There are several institutes and research centers in the college, including the Fisher Institute for Professional Selling, the Fitzgerald Institute for Entrepreneurial Studies, the Institute for Global Business, the Taylor Institute for Direct Marketing, the Center for Information Technology and e-Business, the Center for Organizational Development, the Center for Research and Training in Information Security and Assurance and the Suarez Applied Marketing Research Laboratories.

==History==
The undergraduate division of the College of Business was founded in 1953, originally with 14 full-time and 19 part-time faculty to instruct 107 students. In 1966, the college received full accreditation by AACSB International.

Its graduate program was introduced in 1958, and it received AACSB International accreditation in 1976.

==Undergraduate programs==
For undergraduates, the College of Business offers two degree programs – the Bachelor of Science in accounting (BSA) and the Bachelor of Business Administration (BBA). Students pursuing the BBA may select from among eleven different majors. The college also offers a variety of undergraduate minors and certificates. Undergraduate enrollment in the college is nearly 1,700.

==Graduate programs==
The graduate program admits students seeking the Master of Business Administration, Master of Science in Management, Master of Science in Accountancy, and Master of Taxation degrees. The enrollment is 450 students. The Fall 2011 entering class had a mean GMAT score of 592, and an average undergraduate GPA of 3.4. The average entering student is 29 years old with 4 years of work experience.

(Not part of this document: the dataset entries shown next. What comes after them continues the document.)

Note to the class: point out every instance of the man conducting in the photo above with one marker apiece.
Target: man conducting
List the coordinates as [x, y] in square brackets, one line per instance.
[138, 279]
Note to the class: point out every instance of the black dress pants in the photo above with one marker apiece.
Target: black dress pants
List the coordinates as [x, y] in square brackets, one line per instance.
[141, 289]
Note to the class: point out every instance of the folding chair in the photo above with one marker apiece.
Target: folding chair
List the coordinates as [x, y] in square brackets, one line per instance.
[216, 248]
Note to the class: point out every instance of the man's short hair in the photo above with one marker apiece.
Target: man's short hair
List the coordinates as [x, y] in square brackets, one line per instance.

In the MBA program, students can specialize in direct integrated marketing, e-business, entrepreneurship, finance, health-care management, international business, international finance, management, management of technology and innovation, strategic marketing, and supply-chain management.

The Master of Science in Management program offers a concentration in information systems management.

==Rankings==
In 2011, the college was ranked by Bloomberg BusinessWeek, for the third year in a row as one of the best undergraduate schools in the nation. In 2010, the college made a big leap from 93rd to 76th. In addition, the college was ranked #7 in the U.S. in recruiter satisfaction.

BusinessWeek also ranked the college first in Ohio, and 39th nationally among public schools, for giving its students the biggest return on their tuition dollars after graduation.

The college has been recently featured in The Princeton Review's "The Best 294 Business Schools: 2012 edition". This is the eighth consecutive year it has attained this recognition.

The college's George W. Daverio School of Accountancy was nationally ranked by the Public Accounting Report (PAR) in its 30th Annual Survey of Accounting Professors (Vol. 35, Nov. 2010) in which over 1,700 accounting educators participated. The Accounting Program was ranked No. 22 for undergraduate accounting education.

In a 2010 study conducted by the Center for Sales Leadership at DePaul University, the sales management program was ranked #3 out of 68 sales and sales management programs in the U.S. and Canada.

In Best Colleges 2011, U.S. News ranked the college as one of the best undergraduate business programs in the nation. This ranking is based solely on peer assessment. U.S. News surveys deans and senior faculty at each undergraduate business program accredited by AACSB International and asks them to rate the quality of all programs with which they were familiar.